Quatre documents attestant une exploitation minière au XVIIIe s. se trouvent dans la série J et concernent les mines de Saint-Daumas et des Maures du Luc entre 1755 et 1772.
La série E comporte les Inventaires, dont les anciens cadastres sont les pièces les plus susceptibles de livrer des informations. Les cadastres conservés concernant le massif des Maures sont ceux de, Collobrières (1779), Gassin, Roquebrune-sur-Argens (1657) et des fragments du cadastre de Fréjus (XVe , XVIIe et XVIIIe s.).
Cette série contient également des lettres royaux et notamment un document concédant les mines de Provence au Sieur Savelly, daté de 1647.
Enfin, le fond Castinel comporte des notices du Touring Club de France. L’une d’elle mentionne un four romain à Saint-Daumas.
Dans la série B, plusieurs documents mentionnent des exploitations minières au Moyen Age.
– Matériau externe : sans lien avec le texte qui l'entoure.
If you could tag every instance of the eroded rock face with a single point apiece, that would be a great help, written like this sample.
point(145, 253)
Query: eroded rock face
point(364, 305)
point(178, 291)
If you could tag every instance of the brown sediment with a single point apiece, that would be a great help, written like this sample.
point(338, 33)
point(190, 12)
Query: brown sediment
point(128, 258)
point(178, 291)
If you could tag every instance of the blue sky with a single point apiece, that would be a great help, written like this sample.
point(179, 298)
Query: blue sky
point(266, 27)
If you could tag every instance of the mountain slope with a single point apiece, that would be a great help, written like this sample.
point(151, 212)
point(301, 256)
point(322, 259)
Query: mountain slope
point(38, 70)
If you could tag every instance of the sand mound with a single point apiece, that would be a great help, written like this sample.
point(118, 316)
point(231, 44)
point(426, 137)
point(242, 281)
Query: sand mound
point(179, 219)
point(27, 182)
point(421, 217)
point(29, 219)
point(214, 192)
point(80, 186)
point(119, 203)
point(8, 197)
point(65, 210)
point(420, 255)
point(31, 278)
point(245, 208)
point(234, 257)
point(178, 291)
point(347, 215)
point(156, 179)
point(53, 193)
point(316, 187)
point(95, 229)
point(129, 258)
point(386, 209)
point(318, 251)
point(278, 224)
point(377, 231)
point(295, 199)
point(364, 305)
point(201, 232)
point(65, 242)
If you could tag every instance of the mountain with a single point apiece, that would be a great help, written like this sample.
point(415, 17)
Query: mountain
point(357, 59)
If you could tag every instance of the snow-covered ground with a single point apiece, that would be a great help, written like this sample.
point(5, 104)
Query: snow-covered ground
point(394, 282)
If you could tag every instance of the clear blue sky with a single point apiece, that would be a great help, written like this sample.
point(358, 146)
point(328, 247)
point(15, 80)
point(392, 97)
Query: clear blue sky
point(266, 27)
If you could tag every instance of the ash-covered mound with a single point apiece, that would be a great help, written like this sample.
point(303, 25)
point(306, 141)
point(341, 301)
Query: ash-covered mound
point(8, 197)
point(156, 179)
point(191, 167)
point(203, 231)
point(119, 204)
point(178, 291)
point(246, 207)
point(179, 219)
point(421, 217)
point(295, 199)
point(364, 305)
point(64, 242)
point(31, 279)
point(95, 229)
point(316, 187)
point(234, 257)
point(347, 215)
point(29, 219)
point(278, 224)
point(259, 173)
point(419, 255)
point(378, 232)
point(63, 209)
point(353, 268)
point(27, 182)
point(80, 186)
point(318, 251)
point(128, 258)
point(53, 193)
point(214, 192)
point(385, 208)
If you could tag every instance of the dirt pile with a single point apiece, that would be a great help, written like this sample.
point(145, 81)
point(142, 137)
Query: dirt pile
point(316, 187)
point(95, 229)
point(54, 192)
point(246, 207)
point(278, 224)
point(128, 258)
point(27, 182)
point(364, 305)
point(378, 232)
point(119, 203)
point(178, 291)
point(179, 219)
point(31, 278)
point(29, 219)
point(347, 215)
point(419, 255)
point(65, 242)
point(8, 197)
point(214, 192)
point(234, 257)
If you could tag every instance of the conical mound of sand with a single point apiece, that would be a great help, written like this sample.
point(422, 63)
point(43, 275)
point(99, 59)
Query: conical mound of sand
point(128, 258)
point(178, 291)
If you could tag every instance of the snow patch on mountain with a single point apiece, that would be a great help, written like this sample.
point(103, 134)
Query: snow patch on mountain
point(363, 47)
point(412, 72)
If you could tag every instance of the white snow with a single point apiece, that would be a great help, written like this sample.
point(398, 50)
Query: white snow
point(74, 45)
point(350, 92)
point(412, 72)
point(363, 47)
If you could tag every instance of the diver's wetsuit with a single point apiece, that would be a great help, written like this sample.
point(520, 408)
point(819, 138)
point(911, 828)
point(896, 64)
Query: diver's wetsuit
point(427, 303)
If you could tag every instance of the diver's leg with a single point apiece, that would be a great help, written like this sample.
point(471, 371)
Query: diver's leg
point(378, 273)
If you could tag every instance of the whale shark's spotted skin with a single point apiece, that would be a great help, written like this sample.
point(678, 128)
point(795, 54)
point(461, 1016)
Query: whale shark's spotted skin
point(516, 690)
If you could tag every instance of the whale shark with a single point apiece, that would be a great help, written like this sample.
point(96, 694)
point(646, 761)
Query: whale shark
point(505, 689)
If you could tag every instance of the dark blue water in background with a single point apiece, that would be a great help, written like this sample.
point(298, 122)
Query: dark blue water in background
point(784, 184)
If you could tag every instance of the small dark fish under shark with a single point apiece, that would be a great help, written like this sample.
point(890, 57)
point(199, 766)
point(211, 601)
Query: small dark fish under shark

Le premier, daté de 1180 et découvert par Fernand Benoît (1962 : 228), ne localise pas la mine mais désigne ses exploitants domiciliés à Toulon.
Le second, étudié par Noël Coulet (1975 : 165), institue la concession d’Antoine Payant sur le terroir du Luc en 1478.
Le dépôt d’Aix-en-Provence conserve un document, découvert par le même historien (Coulet 1975 : 165), relatant l’exploitation de la mine de Saint-Daumas en 1502.
Enfin, Noël Coulet signale deux autres concessions accordées à la fin du Moyen Age sur des territoires vastes.
La série B des Archives Municipales de Toulon a livré à Fernand Benoît (1962 : 228) un document qui mentionne l’exploitation d’une mine de fer à Six-Fours en 1459.
Le seul journal de voyage relatant une visite des mines varoises a été rendu à son auteur.
Frédéric d’Agay a étudié le fond d’archives familial conservé au château d’Agay. Il y a découvert de nombreuses pièces concernant la Compagnie des Mines de Provence créée par Messire Jean de Giraud, Seigneur d’Agay, la Garde-Freinet, la Moure et autres lieux, Capitaine Général des Gardes-Côtes de Provence au Département de Fréjus, Subdélégué de l’Intendant en la viguerie de Draguignan.
Nathalie Coulomb, employée à l’office du tourisme de la Londe-les-Maures, a réuni un fonds d’archives photographiques concernant les mines de la commune (Bormettes, la Londe et la Rieille). Le paysage du début du siècle nous est ainsi restitué.
Benoît 1962 : BENOIT (F.). - L’économie de la Provence à l’époque antique. Revue d’Etudes Ligures, XX, 1962. Bordighera, 1962, pp. 221-232. Arch. Dép. des Bouches-du-Rhône, B 289, 2mi 839.